I call it the CCCC exercise.
When I read about trainers saying to do your homework, this is what they mean. It made such a big difference to my lead change success when I really worked on my counter cantering. If I got it to be calm and collected - the horse was very happy doing it, then my lead changes were more successful. I like to work many months on this.
I found that by working on each of these prep exercises/skills, the lead change was more enjoyable for me and the horse. I gotta warn you! You will get sore thighs when you first start this and so will your horse! Especially when you have to use your inside leg to keep the horse on the wrong lead in the counter canter circle. It gets better though as you get used to it.
So to refresh your memory, once you've done the other prep exercises: Nailing your lead departure, loping calmly on the correct lead, Hip In, and the Cigar (2-Tracking)Exercise, you will be ready for the counter canter. One manageable step at a time.
|Western style german martingale|
I'll tell you here how to get started and what to look for to know when you're ready to add the lead change to the counter canter. Let's get started!
Introducing the Counter Canter in a Figure 8
To introduce the counter canter, you want to check to make sure your horse consistently does a correct lead departure and can make correct, calm lope circles in one half of your figure 8. Let's call that the bottom half. Done. The other half will be for the counter canter. We'll call that the top half.
Next, when you come to the center of the figure 8, your outside leg will become your inside leg as you lope around the top half of the figure 8 on the wrong lead.

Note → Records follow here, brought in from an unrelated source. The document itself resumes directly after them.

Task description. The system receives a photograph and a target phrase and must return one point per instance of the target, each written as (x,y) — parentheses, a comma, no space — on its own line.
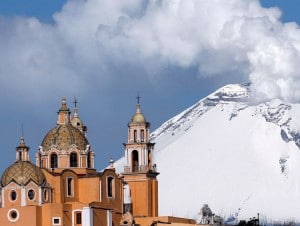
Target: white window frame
(56,218)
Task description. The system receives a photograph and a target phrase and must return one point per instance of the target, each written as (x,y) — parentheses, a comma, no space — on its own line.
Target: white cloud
(91,41)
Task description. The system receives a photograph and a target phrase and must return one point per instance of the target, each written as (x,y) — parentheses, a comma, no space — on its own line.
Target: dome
(76,122)
(138,118)
(22,173)
(63,136)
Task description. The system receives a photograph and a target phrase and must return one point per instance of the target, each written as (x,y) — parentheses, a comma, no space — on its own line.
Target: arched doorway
(135,161)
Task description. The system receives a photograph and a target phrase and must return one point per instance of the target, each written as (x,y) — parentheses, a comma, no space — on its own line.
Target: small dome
(22,173)
(63,136)
(138,118)
(76,122)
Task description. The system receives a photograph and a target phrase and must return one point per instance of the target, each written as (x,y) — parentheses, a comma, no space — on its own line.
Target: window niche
(31,194)
(78,218)
(70,186)
(54,163)
(110,187)
(73,160)
(13,195)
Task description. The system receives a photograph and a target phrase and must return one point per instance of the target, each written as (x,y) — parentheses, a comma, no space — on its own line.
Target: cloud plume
(95,40)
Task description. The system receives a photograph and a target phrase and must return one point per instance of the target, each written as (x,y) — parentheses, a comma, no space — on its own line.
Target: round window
(31,194)
(13,195)
(13,215)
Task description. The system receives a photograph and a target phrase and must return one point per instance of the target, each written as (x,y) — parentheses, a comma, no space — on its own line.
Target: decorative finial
(138,98)
(75,102)
(22,141)
(22,131)
(111,163)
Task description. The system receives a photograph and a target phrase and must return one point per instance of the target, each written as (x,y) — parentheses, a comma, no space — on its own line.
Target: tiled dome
(63,136)
(138,117)
(22,173)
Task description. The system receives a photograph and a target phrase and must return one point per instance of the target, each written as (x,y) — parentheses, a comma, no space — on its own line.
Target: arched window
(135,160)
(78,218)
(89,160)
(53,160)
(135,135)
(73,160)
(142,135)
(70,186)
(110,187)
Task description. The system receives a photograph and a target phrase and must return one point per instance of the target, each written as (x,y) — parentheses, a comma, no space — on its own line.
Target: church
(63,187)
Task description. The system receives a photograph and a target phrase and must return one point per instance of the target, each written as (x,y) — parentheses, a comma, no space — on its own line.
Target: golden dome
(63,136)
(22,173)
(138,117)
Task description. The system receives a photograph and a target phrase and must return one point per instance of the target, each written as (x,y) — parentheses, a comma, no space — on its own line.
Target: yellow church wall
(88,189)
(175,221)
(116,200)
(28,215)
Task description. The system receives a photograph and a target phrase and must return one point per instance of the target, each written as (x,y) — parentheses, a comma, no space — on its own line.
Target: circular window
(31,194)
(13,195)
(13,215)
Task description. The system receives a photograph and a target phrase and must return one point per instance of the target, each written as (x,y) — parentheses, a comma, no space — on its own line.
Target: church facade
(63,188)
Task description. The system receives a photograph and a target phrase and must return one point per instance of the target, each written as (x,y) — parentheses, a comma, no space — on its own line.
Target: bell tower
(139,170)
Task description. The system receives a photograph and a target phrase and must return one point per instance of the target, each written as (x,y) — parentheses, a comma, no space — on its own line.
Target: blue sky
(105,52)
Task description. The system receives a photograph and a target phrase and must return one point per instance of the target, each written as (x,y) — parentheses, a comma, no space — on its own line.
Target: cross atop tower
(138,98)
(75,102)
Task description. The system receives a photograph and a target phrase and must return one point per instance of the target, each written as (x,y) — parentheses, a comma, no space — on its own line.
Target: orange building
(63,188)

Keep that inside leg on your horse! Don't worry about the head, the german martingale will take care of that for you!
The horse might try to break to a trot, stutter stepping, dancing or whatever - it's ok, just keep going. Ride. Ride. Ride. After you've completed this first counter canter circle, go back to the bottom half of the figure 8 but now you will be on the correct lead again. This becomes a reward for the horse. You can practise your hip-in exercise in these bottom half circles as well. You can throw in a 2-tracking exercise to calm things down, if need be.
In the photo above, I'm watching Clinton Anderson in his lead change dvd initiate the counter canter in the middle of his figure 8. If your horse should stop, no problem. Just start again at the bottom half of the figure 8, get calm circles and ask for the counter canter again.

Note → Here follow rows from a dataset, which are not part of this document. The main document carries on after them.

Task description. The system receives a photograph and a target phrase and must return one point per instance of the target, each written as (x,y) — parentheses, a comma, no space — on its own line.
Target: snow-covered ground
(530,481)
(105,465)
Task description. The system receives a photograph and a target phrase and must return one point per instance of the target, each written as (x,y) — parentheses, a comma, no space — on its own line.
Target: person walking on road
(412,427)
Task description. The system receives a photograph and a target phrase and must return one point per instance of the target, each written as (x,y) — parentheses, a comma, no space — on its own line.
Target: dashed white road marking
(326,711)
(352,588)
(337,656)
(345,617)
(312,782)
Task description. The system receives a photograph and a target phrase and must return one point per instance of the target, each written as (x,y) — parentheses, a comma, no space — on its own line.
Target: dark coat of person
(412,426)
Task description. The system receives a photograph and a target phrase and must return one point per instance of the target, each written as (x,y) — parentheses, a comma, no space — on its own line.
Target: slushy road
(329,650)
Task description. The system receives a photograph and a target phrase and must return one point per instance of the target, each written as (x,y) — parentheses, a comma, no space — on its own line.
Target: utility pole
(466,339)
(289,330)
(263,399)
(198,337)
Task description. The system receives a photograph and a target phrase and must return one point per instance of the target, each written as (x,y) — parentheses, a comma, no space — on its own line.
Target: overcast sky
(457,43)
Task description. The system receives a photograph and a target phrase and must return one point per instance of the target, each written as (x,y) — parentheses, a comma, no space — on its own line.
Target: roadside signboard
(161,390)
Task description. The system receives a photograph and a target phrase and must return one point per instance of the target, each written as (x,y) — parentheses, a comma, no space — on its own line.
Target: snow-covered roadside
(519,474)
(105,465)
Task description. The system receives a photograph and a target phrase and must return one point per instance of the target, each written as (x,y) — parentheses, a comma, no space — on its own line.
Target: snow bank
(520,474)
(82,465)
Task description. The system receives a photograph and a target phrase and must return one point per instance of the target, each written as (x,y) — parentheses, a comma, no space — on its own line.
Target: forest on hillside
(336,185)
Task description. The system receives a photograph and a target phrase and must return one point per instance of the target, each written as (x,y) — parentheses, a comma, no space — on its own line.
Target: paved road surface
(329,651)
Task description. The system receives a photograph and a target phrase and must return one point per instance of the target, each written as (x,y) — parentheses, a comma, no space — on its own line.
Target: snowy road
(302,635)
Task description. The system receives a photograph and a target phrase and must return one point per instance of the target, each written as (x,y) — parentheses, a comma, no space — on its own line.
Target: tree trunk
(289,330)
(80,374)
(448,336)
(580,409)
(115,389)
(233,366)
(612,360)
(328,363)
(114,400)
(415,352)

Calm, Collected Counter Canter (CCCC)
One counter canter circle to start, will turn into many. And in both directions. Why do we teach a horse to counter canter calmly? When we work on lead changes, it encourages the horse to change leads into the correct lead where it feels more comfortable. So changing leads becomes a reward for the horse. The counter canter makes it easy for the horse to understand this.

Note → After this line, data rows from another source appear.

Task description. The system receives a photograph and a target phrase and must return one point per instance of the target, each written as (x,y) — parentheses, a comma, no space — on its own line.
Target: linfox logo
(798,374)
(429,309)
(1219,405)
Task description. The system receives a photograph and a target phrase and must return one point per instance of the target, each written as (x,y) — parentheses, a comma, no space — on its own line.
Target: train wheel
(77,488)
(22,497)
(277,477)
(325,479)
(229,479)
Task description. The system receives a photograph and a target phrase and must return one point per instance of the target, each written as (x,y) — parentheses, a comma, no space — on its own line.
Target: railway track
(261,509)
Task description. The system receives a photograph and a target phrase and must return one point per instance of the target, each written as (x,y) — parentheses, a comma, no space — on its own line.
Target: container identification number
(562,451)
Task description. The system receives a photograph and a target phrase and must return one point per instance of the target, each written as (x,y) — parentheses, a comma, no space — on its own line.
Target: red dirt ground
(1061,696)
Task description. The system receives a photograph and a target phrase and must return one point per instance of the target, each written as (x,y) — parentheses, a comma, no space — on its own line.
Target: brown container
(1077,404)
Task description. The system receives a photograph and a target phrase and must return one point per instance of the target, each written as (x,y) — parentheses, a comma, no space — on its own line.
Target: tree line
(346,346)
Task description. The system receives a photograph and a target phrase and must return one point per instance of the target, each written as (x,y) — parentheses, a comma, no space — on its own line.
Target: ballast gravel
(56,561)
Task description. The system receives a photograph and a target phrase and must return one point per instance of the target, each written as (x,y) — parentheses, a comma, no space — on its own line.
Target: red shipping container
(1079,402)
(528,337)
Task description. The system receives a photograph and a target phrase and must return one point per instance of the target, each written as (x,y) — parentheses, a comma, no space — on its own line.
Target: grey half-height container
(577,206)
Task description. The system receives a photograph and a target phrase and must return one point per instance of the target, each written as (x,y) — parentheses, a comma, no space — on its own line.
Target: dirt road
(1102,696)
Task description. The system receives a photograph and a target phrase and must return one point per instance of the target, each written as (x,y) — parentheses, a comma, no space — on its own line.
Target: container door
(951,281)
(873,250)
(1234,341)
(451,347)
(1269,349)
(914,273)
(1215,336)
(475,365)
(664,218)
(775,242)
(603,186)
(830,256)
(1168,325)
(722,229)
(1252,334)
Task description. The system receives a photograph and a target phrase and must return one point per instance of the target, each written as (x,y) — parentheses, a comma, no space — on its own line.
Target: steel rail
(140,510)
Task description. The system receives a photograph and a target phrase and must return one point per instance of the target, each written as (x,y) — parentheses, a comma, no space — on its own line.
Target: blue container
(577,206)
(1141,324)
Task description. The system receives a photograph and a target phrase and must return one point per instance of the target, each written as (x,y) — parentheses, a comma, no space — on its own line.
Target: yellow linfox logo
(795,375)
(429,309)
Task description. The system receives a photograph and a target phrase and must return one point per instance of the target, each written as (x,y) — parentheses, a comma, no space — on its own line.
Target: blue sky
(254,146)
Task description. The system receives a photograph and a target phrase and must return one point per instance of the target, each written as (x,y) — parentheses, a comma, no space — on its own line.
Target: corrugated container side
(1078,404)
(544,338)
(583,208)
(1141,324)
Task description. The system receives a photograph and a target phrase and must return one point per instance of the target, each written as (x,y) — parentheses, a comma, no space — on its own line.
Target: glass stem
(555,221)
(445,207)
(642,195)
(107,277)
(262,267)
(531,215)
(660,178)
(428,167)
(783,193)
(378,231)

Signs that you know you are performing a counter canter calmly and correctly (which means you're ready to add a lead change in the counter canter circle):
1. The horse is soft, relaxed and confident. The horse is happy doing the counter canter.
2. The horse is not chargy, nervous or upset.
3. The horse isn't pulling on your hands. Or taking off. The horse is getting calmer, not worse.
4. The horse isn't changing gaits. Smooth and balanced.
5. The horse isn't doing an unscheduled lead change.
Next time, I will talk about doing a lead change in the counter canter figure 8 circle. It's just adding another piece.
Putting my spin on the calm, collected counter canter.